The story ends with two brief episodes. In the first Matilda's
husband turns up again, begs his forgiveness, and offers him a
well paid job. In the second Smurov tells us how happy he is -
and in doing so reveals that he is not: 'What more can I do to
prove it, how to proclaim that I am happy? Oh, to shout it so
that all of you believe me at last, you cruel, smug people'
(p.103). Both passages are further lies on Smurov's part: the
first is a fantasy of wish-fulfilment which incidentally confirms
Smurov's sexual orientation. When the husband accosts him Smurov
'feels an odd weakness' (p.100) and hides girlishly behind a
bunch of flowers he is carrying, pretending to be angry. 'I
pouted a little while longer. All along I had to restrain a
desire to say something nice' (p.101).

His final statement has all the characteristics of the Gogolian
or the Dostoyevskian tale - a first person narrator who is at the
borders of sanity, disorientation, and self-deception. 'I am
invulnerable ... what do I care if she marries another?' (p.103).
This is a close echo of Gogol's diary-keeping madman - 'Didn't
go to the office today. To hell with them! No my friends, you
won't tempt me now." - or of Dostoyevski's underground man - 'The
swine! It isn't as if I can spare seven roubles. Perhaps they'll
think ... Oh hell! I don't grudge seven roubles! I'll leave this
minute! But of course I stayed.'

This is a dazzlingly clever manipulation of the first and third
person narrative modes. Even when, early on in the story, the
reader has guessed that Smurov is himself the narrator, Nabokov
plays amusingly with the device by posing an artificial
difficulty to himself as author. At one point of Smurov's
narrative a secondary character arrives at a gathering and asks
to be introduced to everyone. This would seem certain to expose
the identity of the narrator, but Nabokov sidesteps the trap he
has set himself - and does so with a literary double somersault
by having the character *recognise* just Smurov, greet him
'palpating Smurov's arms and shoulders' (p.70) and then pass on
to the others - allowing Smurov to stay within his fictional
'cover' and Nabokov to maintain the narrative logic.

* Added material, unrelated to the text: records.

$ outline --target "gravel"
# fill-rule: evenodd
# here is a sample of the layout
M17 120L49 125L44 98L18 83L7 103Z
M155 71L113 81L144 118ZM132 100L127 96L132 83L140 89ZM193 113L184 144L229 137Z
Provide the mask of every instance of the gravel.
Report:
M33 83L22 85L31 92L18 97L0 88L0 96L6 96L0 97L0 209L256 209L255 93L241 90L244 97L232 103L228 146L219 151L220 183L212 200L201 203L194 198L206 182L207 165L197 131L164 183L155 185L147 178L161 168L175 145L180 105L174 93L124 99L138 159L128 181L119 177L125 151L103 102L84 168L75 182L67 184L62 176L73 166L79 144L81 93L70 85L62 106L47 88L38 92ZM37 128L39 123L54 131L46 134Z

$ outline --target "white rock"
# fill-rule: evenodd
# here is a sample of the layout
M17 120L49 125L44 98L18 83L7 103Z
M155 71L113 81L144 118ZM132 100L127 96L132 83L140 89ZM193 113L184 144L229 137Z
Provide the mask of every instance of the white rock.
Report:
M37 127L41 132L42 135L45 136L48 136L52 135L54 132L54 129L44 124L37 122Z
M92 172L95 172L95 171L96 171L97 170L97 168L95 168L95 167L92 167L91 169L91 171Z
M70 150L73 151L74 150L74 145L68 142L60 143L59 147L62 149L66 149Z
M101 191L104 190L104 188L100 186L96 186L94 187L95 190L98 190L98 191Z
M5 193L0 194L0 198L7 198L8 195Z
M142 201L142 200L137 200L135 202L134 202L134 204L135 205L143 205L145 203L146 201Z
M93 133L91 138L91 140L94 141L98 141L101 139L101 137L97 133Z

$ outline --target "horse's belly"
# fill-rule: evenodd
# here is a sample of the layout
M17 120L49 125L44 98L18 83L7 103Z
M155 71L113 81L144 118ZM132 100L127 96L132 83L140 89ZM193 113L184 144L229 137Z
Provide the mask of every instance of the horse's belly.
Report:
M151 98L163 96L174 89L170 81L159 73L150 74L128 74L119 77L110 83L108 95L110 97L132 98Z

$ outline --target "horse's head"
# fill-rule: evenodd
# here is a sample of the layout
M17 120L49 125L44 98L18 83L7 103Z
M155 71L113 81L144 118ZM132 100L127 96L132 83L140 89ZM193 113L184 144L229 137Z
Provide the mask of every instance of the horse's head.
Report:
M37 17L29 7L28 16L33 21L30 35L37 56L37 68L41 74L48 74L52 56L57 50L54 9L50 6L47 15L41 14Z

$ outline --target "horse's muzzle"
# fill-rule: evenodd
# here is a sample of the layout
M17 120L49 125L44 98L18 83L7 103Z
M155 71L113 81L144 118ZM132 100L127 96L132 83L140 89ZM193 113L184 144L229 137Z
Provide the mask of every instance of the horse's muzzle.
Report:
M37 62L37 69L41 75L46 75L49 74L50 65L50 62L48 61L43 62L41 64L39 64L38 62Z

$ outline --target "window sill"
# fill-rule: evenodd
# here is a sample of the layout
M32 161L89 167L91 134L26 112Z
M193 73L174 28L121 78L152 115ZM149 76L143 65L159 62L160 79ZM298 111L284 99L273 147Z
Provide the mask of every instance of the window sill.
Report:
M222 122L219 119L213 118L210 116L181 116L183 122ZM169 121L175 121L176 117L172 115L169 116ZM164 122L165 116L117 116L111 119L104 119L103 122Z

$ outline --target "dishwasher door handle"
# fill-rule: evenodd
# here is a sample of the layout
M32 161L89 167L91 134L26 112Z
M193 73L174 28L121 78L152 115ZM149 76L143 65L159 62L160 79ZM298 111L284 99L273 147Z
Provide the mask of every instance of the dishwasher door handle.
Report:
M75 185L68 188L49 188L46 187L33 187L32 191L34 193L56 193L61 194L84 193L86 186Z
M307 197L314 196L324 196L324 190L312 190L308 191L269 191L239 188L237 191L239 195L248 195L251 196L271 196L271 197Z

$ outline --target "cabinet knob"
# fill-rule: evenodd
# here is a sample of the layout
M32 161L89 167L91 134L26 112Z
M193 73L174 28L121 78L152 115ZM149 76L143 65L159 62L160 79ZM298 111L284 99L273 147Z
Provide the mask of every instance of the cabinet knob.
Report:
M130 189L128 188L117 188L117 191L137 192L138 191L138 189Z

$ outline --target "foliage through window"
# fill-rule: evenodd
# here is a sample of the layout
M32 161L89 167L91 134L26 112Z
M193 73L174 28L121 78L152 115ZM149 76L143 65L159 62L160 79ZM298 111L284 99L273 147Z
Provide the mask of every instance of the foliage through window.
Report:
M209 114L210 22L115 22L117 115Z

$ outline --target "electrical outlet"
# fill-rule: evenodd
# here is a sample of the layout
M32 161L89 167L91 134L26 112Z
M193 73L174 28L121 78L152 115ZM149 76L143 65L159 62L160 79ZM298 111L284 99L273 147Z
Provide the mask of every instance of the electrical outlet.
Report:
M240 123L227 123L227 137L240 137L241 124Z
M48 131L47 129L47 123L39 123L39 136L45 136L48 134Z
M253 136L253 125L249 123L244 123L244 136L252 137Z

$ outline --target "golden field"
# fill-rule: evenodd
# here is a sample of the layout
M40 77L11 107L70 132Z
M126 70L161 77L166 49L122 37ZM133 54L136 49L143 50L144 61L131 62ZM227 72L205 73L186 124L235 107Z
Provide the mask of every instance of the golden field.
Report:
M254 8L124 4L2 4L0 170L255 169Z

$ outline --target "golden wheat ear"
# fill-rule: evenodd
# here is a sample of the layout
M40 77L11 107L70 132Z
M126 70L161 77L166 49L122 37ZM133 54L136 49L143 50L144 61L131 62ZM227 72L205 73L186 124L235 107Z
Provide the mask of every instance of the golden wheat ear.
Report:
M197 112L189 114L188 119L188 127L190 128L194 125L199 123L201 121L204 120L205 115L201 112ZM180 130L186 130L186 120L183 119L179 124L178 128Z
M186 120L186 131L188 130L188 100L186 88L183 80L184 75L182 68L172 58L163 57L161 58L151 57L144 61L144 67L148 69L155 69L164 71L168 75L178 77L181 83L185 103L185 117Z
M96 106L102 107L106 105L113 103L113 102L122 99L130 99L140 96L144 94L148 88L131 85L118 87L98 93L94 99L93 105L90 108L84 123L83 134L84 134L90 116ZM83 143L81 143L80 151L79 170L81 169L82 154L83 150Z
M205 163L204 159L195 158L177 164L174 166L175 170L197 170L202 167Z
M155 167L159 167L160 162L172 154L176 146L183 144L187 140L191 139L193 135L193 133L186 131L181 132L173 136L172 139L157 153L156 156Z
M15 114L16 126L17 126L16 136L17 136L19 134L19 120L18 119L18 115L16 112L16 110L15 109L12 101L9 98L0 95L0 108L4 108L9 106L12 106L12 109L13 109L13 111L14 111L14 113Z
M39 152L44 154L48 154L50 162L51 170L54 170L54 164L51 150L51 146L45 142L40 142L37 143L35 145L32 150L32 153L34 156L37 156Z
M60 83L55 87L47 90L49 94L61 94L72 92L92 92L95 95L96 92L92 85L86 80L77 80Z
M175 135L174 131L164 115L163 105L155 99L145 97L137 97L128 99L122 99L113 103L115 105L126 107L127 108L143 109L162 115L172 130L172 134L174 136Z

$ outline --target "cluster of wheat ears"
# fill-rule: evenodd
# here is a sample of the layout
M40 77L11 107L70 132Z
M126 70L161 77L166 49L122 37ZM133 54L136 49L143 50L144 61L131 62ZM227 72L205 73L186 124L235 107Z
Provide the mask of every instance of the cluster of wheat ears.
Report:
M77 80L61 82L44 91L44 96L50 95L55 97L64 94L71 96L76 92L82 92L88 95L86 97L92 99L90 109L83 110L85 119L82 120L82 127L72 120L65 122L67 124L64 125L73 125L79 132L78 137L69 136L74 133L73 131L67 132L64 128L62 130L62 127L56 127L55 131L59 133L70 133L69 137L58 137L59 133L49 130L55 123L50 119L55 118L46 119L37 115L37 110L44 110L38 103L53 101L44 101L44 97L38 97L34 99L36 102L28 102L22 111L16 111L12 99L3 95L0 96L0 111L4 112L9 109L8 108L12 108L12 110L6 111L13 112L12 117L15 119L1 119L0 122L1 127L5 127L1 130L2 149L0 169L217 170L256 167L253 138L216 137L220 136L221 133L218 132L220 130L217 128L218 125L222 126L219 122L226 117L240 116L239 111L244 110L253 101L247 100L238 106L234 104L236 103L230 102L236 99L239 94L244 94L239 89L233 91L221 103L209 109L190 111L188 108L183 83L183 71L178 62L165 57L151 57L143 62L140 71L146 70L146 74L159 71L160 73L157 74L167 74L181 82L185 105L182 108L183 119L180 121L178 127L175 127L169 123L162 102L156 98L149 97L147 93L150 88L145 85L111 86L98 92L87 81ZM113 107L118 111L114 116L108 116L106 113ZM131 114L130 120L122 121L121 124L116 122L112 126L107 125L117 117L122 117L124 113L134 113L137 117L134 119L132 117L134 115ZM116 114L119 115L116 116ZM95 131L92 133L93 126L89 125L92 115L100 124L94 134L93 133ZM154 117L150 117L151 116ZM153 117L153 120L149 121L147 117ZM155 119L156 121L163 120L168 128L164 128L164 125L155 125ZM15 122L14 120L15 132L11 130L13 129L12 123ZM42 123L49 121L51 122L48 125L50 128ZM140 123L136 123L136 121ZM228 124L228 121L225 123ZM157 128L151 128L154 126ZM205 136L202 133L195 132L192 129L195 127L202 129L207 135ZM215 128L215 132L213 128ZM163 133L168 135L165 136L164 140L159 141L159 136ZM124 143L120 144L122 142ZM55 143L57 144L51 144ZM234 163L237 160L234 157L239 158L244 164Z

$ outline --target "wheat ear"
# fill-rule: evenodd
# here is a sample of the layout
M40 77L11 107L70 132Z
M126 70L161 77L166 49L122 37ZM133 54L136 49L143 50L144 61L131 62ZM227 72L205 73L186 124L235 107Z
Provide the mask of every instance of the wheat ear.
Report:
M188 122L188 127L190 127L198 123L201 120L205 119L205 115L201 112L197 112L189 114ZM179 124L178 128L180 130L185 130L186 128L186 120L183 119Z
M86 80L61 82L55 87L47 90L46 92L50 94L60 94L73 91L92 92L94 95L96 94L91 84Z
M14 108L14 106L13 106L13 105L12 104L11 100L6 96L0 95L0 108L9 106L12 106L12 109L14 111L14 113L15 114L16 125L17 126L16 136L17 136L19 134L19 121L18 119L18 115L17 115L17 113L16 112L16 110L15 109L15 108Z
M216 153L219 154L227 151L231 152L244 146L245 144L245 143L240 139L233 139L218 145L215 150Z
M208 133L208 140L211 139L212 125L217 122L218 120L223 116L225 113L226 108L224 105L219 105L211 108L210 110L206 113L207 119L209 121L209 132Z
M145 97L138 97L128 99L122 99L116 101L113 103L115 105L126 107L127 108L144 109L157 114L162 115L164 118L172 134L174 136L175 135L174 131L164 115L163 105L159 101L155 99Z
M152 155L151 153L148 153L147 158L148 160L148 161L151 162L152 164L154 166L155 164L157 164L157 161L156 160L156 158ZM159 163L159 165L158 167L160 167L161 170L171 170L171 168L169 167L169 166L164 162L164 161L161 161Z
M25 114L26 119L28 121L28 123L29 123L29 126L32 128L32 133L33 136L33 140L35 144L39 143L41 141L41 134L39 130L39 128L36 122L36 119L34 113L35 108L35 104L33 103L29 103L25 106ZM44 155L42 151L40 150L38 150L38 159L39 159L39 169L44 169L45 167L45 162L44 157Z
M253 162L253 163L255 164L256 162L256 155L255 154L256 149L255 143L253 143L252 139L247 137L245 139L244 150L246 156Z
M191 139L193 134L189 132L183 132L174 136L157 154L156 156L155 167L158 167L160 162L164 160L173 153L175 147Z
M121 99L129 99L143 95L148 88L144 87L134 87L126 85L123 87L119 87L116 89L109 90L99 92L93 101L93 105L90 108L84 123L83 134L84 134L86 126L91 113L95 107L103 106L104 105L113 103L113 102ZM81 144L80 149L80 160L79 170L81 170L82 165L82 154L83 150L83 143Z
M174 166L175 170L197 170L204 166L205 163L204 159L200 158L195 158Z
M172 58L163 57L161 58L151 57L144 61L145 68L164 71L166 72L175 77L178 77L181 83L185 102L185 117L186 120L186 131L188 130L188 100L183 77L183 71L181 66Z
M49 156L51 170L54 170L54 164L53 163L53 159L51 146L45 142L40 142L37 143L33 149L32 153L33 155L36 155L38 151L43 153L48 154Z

Smurov all along claims that he is a complex personality, a
mystery to others, a multiplicity of masks. But the truth, which
we can extract from his own account, is that he is a seedy,
shabby individual, a small-minded petty thief who is grossly
insensitive and terminally self-absorbed. What Nabokov has done
is devise strategies for having a first person narrator condemn
himself by his own account whilst giving the reader the pleasure
of slowly making this discovery - what Wayne Booth call 'Secret
communion of the author and reader behind the narrator's back'
[*The Rhetoric of Fiction*, p.300]. And no matter how early in
the story it is made, we enjoy the amusement of the grotesquely
embarrassing situations the narrator creates for himself. If we
see Smurov as a precursor of Kimbote, it is interesting to note
how early in his *oeuvre* Nabokov was manipulating and developing
the possibilities of the first person narrative mode.